Quelques gouvernements africains, heureusement minoritaires, ont déjà cédé aux pressions en faveur d’un accès universel aux droits sexuels et reproductifs. Nous constatons avec une grande souffrance que la santé reproductive est devenue une « norme» politique mondiale, contenant ce que l’Occident a de plus pervers à offrir au reste du monde en quête de développement intégral.
Comment des chefs d’États occidentaux peuvent-ils exercer une telle pression sur leurs homologues de pays souvent fragiles? L’idéologie du genre est devenue la condition perverse pour la coopération et le développement.
En Occident, des personnes homosexuelles réclament que leur vie commune soit juridiquement reconnue, pour être assimilée au mariage; faisant écho à leurs revendications, des organisations exercent de fortes pressions pour que ce modèle soit aussi reconnu par les gouvernements africains au titre du respect des droits humains. Dans ce cas précis, nous sortons, à mon sens, de l’histoire morale de l’humanité. Dans d’autres cas, j’ai pu constater l’existence de programmes internationaux qui imposent l’avortement et la stérilisation des femmes.

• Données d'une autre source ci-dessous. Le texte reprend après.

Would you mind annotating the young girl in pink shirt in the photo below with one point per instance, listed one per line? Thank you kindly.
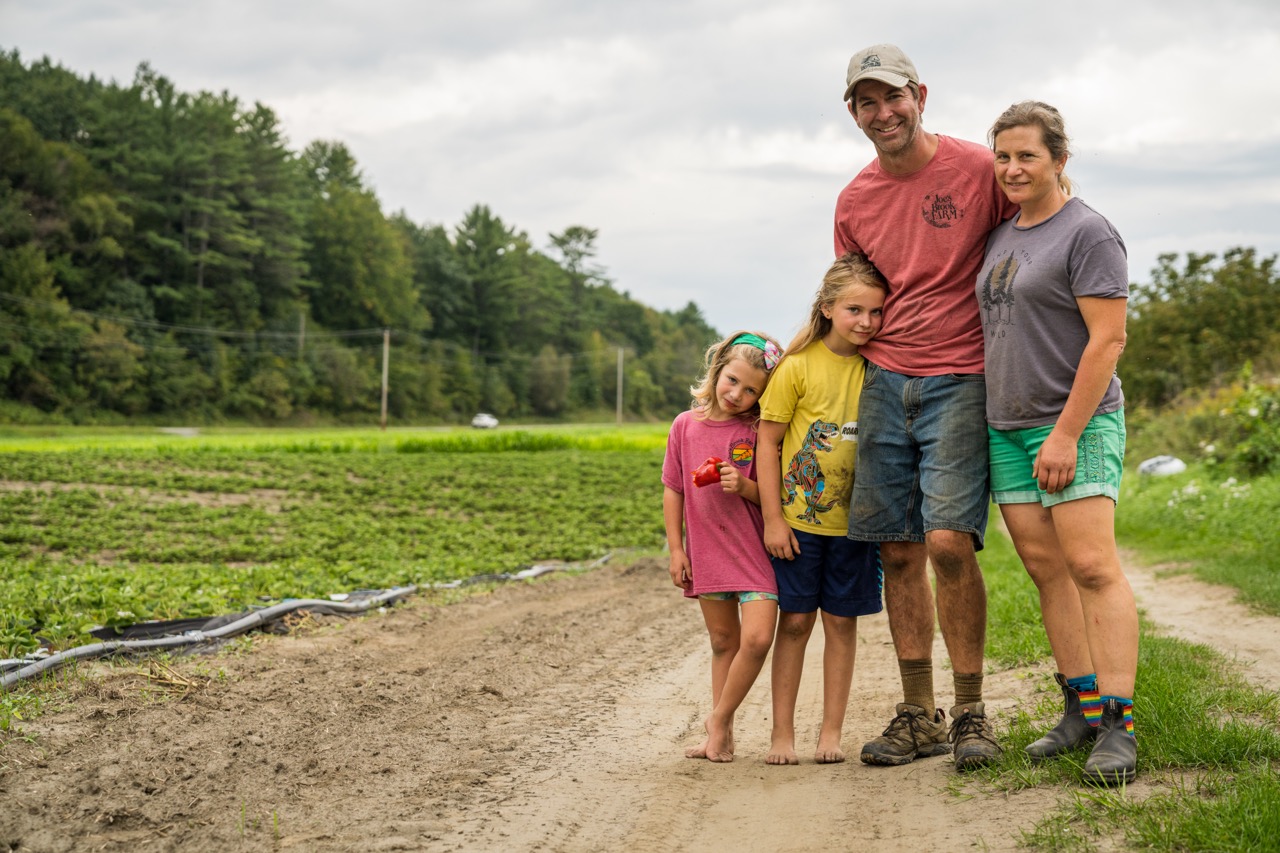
(714, 530)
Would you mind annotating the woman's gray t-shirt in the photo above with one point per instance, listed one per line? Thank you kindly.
(1033, 329)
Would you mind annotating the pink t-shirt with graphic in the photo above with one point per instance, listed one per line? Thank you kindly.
(927, 233)
(723, 533)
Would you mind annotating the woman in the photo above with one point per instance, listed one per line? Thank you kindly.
(1054, 290)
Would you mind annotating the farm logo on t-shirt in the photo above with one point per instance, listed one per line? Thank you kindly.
(940, 208)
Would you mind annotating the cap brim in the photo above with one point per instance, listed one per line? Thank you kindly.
(896, 81)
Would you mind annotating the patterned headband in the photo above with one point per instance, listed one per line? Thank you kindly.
(772, 355)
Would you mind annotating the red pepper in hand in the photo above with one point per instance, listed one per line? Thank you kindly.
(708, 471)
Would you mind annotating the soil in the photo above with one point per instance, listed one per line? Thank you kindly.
(547, 715)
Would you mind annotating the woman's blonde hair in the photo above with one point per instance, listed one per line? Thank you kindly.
(757, 349)
(1052, 131)
(848, 270)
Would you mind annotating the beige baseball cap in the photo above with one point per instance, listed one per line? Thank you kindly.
(886, 63)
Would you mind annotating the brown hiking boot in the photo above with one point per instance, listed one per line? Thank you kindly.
(912, 734)
(1114, 760)
(972, 739)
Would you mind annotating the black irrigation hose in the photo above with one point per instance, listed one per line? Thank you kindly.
(191, 638)
(256, 619)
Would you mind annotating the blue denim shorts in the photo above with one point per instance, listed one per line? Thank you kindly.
(1098, 463)
(835, 574)
(922, 457)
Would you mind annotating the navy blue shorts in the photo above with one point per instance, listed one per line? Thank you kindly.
(835, 574)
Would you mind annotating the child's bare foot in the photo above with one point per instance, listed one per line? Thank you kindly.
(720, 740)
(717, 746)
(828, 751)
(782, 752)
(696, 752)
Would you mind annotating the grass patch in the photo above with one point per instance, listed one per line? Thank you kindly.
(1206, 738)
(1220, 528)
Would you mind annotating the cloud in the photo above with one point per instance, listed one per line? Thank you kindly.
(705, 138)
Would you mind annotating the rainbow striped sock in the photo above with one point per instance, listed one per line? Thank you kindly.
(1127, 703)
(1091, 701)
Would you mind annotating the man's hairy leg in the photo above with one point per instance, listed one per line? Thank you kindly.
(961, 598)
(908, 598)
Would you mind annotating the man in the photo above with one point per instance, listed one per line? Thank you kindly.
(920, 211)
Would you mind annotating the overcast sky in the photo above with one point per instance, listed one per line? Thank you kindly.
(707, 138)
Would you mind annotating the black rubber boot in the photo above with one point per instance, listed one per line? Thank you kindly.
(1073, 730)
(1114, 760)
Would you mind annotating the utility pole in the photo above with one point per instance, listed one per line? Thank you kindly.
(387, 359)
(620, 386)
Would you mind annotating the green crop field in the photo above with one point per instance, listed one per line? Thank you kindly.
(118, 527)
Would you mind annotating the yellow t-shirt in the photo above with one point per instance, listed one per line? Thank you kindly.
(816, 393)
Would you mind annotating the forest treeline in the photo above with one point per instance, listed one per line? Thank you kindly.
(165, 255)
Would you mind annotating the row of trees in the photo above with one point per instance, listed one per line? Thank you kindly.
(167, 255)
(1196, 327)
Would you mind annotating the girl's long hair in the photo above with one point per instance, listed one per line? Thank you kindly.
(849, 269)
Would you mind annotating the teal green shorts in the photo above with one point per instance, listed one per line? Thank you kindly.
(1098, 465)
(739, 597)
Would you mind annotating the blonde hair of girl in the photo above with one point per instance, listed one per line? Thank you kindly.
(850, 269)
(757, 349)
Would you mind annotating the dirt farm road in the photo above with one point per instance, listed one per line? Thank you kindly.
(542, 716)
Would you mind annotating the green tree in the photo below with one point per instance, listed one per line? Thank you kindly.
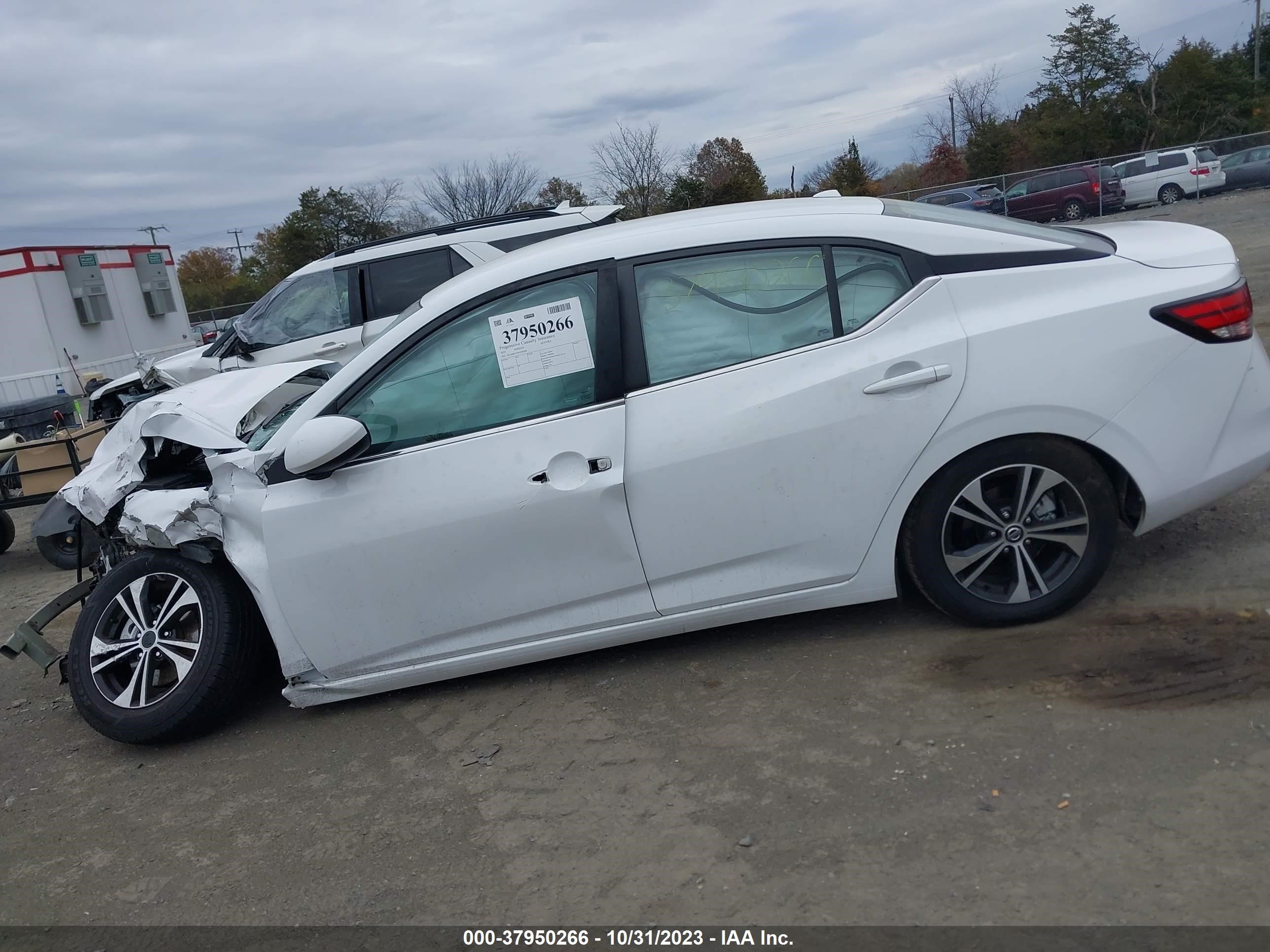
(324, 223)
(1081, 108)
(727, 173)
(989, 149)
(849, 174)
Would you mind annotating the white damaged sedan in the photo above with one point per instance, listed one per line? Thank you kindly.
(663, 426)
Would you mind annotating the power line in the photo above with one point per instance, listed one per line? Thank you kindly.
(153, 229)
(235, 233)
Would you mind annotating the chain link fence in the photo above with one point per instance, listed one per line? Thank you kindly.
(1222, 148)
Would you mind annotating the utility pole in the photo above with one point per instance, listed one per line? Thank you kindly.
(1256, 49)
(235, 233)
(153, 229)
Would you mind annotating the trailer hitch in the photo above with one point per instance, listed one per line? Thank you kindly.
(27, 639)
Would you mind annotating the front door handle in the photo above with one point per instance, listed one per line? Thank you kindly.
(914, 378)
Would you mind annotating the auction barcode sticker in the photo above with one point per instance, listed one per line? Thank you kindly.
(543, 342)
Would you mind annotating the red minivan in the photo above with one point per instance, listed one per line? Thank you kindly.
(1068, 195)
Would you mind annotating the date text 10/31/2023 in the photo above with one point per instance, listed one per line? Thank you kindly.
(625, 937)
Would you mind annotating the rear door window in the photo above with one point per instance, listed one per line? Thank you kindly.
(1043, 183)
(710, 311)
(399, 282)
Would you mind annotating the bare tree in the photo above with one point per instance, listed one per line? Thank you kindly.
(477, 191)
(633, 167)
(379, 201)
(415, 216)
(975, 102)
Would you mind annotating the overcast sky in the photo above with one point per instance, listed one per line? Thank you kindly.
(205, 117)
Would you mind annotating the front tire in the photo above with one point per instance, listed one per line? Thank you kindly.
(1011, 534)
(166, 649)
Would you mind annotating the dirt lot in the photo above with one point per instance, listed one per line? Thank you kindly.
(887, 765)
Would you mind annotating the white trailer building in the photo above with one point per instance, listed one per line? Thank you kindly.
(68, 312)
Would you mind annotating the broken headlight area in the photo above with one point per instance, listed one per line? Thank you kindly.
(179, 471)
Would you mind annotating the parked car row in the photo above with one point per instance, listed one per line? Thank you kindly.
(1072, 195)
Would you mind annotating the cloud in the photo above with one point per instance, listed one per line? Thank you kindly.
(625, 107)
(214, 116)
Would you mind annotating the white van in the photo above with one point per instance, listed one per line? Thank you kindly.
(1167, 177)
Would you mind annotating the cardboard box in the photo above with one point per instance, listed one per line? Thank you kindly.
(38, 455)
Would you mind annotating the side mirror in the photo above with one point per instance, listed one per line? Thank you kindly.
(325, 443)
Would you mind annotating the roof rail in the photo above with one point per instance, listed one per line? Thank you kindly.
(526, 215)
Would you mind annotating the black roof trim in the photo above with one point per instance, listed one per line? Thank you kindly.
(995, 261)
(528, 215)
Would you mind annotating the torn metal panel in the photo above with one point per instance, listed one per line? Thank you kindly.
(206, 414)
(166, 518)
(238, 494)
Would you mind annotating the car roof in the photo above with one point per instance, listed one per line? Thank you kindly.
(822, 217)
(484, 230)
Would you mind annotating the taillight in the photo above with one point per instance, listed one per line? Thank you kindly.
(1213, 319)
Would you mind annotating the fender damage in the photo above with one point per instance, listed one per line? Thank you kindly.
(193, 435)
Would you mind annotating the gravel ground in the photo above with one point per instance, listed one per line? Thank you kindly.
(885, 766)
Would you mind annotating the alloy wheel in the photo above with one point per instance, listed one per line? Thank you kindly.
(146, 640)
(1015, 534)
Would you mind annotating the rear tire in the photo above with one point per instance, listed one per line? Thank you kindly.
(60, 550)
(197, 629)
(977, 559)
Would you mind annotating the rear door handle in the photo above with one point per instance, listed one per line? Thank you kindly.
(598, 464)
(914, 378)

Ces politiques sont d’autant plus hideuses que la plus grande partie des populations africaines sont sans défense, à la merci d’idéologues occidentaux fanatiques. Les pauvres demandent un peu d’aide, et des hommes sont suffisamment cruels pour empoisonner leur esprit. L’Afrique et l’Asie doivent absolument protéger leurs cultures et leurs valeurs propres. Les agences internationales n’ont en fait aucun droit de pratiquer ce nouveau colonialisme malthusien et brutal. Par ignorance ou complicité, les gouvernements africains et asiatiques seraient coupables de laisser euthanasier leurs peuples. L’humanité perdrait beaucoup si ces continents venaient à tomber dans le grand magma indistinct du mondialisme, tourné vers un idéal inhumain qui est en fait une hideuse barbarie oligarchique.
Le Saint-Siège doit jouer son rôle. Nous ne pouvons accepter la propagande et les groupes de pression des lobbies LGBT -lesbiens, gays, bisexuels et transgenres. Le processus est d’autant plus inquiétant qu’il est rapide et récent. Pourquoi cette volonté forcenée d’imposer la théorie du genre ? Une vision anthropologique inconnue il y a quelques années, fruit de l’étrange pensée de quelques sociologues et écrivains, comme Michel Foucault, deviendrait le nouvel eldorado du monde ?
Il n’est pas possible de rester inerte devant une telle supercherie, immorale et démoniaque".